Tag Archives: USAID ACCES

Promoting Latrine Sales in CLTS Interventions through Integrated Sanitation Marketing – USAID ACCES

LEARNING BRIEF: Promoting Latrine Sales in CLTS Interventions through Integrated Sanitation Marketing. USAID ACCES, January 2020.

USAID/ACCES has found that hygiene and sanitation marketing is effective in generating demand for latrines and contributes to sanitation market development in both rural and peri-urban communities.

Key ACCES success factors include high levels of community engagement, active community leaders through the VMC model, and innovative financing mechanisms.

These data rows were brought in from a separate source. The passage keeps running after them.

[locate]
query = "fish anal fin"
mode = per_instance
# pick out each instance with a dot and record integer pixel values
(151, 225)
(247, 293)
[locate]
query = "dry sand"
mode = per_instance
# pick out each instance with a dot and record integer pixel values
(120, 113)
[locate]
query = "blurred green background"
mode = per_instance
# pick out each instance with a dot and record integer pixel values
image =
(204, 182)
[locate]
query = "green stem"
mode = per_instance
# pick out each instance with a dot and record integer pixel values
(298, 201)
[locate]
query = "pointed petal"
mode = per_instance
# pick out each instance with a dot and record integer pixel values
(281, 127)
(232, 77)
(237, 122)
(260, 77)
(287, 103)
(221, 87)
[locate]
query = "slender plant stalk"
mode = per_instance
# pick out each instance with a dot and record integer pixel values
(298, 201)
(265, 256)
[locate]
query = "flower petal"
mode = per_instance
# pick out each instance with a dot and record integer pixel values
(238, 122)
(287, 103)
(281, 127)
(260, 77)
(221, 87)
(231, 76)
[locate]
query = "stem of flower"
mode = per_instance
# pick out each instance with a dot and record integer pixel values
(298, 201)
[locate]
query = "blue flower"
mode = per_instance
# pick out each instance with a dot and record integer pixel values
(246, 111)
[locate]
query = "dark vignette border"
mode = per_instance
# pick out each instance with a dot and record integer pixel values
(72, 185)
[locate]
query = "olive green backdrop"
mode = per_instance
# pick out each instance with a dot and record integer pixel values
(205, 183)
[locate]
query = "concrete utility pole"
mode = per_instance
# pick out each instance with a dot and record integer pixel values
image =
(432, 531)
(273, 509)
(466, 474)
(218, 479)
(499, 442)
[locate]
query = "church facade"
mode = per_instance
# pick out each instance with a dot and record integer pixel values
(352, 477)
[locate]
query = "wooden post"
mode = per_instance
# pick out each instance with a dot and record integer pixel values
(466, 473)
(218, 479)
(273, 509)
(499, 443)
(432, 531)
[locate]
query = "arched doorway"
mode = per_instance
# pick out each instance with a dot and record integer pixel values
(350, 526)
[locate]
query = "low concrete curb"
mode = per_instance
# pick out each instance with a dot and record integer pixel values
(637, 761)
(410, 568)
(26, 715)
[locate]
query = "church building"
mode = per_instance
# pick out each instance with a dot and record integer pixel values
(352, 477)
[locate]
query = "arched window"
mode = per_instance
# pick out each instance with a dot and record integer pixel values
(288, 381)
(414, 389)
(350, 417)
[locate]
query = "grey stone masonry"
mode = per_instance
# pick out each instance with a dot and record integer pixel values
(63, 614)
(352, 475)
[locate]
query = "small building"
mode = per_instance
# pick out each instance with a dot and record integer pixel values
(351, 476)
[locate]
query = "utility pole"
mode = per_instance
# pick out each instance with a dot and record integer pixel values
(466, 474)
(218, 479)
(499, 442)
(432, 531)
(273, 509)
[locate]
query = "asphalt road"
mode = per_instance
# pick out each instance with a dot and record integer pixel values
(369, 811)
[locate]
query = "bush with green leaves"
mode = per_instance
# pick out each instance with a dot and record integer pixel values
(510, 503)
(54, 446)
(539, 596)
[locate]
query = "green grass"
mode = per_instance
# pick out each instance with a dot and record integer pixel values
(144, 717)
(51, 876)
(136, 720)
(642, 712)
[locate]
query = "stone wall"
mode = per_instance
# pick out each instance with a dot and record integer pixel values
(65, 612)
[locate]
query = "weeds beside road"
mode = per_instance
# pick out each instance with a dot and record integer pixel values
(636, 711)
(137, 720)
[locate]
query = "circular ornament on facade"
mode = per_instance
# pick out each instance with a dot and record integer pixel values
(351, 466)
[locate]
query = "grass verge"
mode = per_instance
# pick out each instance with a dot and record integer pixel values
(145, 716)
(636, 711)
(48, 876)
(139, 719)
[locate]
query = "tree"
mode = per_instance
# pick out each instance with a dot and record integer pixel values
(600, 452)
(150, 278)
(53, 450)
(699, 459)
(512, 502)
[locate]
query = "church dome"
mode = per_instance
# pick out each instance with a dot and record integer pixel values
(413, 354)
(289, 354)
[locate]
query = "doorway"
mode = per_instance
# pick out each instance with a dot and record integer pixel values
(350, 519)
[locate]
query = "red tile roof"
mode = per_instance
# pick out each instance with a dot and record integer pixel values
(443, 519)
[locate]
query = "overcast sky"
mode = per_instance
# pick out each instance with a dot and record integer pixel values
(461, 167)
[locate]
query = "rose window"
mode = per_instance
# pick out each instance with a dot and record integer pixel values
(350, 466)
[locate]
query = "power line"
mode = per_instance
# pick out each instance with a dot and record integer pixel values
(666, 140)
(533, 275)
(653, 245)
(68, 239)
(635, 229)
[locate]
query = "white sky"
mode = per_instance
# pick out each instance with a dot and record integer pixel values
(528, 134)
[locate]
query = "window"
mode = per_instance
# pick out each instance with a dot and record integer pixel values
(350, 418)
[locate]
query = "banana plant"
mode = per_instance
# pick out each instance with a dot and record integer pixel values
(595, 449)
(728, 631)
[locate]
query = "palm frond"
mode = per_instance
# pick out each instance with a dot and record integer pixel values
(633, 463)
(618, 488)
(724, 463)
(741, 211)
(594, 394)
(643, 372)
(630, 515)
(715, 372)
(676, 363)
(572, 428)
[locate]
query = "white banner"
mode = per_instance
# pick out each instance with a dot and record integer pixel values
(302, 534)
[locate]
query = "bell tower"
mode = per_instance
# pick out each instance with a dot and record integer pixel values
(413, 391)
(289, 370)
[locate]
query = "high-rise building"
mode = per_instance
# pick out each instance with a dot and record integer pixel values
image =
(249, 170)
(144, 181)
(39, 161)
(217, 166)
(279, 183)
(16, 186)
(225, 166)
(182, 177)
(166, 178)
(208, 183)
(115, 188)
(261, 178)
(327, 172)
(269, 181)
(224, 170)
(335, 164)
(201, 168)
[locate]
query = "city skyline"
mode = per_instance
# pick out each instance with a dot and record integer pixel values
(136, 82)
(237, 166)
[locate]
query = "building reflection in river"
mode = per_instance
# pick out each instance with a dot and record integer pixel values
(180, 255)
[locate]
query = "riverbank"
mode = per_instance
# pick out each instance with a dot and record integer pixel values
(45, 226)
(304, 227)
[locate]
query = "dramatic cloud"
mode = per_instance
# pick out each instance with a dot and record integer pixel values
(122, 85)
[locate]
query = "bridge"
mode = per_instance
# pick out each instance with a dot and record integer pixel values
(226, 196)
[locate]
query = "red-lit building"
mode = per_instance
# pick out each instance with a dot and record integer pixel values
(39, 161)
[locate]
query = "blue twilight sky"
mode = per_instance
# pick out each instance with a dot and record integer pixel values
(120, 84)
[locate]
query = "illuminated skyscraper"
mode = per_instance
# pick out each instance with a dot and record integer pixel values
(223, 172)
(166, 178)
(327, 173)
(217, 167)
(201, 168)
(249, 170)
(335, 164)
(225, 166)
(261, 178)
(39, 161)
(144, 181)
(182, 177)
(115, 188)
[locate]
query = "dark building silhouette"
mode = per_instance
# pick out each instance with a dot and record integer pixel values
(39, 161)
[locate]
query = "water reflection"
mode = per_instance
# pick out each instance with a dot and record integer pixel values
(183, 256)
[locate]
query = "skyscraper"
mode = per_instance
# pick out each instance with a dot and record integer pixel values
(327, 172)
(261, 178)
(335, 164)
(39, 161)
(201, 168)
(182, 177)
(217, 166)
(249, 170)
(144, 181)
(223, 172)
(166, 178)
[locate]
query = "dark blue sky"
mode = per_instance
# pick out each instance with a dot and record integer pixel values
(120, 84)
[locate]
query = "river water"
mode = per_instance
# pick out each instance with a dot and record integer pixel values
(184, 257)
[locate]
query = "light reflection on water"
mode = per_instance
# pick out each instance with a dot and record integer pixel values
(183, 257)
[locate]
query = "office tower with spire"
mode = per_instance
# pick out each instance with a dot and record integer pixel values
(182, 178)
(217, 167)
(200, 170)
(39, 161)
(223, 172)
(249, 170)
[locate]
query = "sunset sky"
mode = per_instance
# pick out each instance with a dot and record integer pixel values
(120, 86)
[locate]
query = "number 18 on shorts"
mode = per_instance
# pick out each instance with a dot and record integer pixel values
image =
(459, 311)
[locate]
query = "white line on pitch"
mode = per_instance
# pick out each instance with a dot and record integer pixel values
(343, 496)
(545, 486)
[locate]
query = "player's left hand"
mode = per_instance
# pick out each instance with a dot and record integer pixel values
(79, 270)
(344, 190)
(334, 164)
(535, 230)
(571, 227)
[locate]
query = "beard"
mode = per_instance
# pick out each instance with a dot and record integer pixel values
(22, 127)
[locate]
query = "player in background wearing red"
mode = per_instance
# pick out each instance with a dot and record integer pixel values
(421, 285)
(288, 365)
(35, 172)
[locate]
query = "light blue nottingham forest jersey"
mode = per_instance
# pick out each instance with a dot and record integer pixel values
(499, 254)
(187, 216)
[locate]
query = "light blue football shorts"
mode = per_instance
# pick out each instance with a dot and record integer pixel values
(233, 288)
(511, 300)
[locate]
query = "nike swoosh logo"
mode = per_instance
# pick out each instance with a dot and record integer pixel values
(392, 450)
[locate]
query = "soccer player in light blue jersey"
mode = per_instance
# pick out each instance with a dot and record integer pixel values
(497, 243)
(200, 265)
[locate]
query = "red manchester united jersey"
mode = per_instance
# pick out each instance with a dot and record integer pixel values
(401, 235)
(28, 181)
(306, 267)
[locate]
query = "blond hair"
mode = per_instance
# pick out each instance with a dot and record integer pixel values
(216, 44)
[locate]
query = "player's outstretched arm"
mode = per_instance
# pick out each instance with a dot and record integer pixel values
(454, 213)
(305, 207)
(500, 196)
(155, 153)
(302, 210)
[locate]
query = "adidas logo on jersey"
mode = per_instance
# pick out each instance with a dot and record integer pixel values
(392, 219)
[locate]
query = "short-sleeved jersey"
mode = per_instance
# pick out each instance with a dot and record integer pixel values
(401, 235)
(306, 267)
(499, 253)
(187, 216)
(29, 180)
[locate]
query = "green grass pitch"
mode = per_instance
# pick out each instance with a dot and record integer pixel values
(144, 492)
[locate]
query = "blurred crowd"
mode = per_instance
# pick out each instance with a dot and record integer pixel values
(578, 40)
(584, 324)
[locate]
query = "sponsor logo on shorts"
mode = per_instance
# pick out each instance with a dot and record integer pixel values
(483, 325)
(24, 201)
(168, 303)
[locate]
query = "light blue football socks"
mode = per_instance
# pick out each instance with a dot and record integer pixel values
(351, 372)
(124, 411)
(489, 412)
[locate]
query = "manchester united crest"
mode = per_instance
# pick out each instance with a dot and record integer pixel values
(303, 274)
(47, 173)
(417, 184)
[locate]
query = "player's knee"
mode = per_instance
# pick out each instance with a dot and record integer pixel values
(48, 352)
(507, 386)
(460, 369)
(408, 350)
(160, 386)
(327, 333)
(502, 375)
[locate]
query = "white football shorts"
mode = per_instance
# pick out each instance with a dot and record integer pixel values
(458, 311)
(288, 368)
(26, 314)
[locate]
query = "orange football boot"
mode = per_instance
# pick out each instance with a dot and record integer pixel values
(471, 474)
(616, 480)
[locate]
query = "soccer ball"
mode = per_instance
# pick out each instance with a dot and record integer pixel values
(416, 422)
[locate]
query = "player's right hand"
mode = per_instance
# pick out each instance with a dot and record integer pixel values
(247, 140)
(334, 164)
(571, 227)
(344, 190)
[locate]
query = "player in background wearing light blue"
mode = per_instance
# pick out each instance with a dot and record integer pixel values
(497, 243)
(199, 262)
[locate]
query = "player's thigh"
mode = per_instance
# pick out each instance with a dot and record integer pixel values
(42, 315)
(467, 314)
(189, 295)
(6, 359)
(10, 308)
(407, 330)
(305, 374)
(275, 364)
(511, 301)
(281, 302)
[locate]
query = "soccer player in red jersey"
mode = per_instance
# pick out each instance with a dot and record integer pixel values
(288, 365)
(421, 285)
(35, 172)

Below are recommendations derived from USAID/ACCES’ experience:

  • Establish fundamental success criteria to use in CLTS site selection.
  • Develop sanitation product models in advance through participatory approaches to ensure products are well adapted to CLTS sites.
  • Ensure a thorough mapping exercise to prevent targeting villages with active subsidized latrine projects.
  • Ensure sufficient locally-based human resources, in both quantity and quality, ideally: two community-level agents for each group of 5 – 6 villages, one to manage the CLTS/SBCC activities and the other to manage the income-generating activities (IGA)/financing activities.
  • Integrate existing community members and networks into the latrine marketing process (e.g. community leaders, women’s groups, community-based organizations, local entrepreneurs and service providers
  • Broker lending via microfinance institutions to pre-finance latrine purchases.
  • Train local networks to promote latrine sales to groups.
  • Include IGA training activities in the project to better support women’s groups in CLTS communities to generate income, which can be used to purchase latrines.
  • Encourage women’s groups in CLTS communities to promote Sagal latrines, to provide financing, and to participate in IGA training.
  • Establish a relationship between local health workers and community-based agents so that patients who do not have adequate hygiene and sanitation facilities at their homes can be referred by the health workers to the project actors.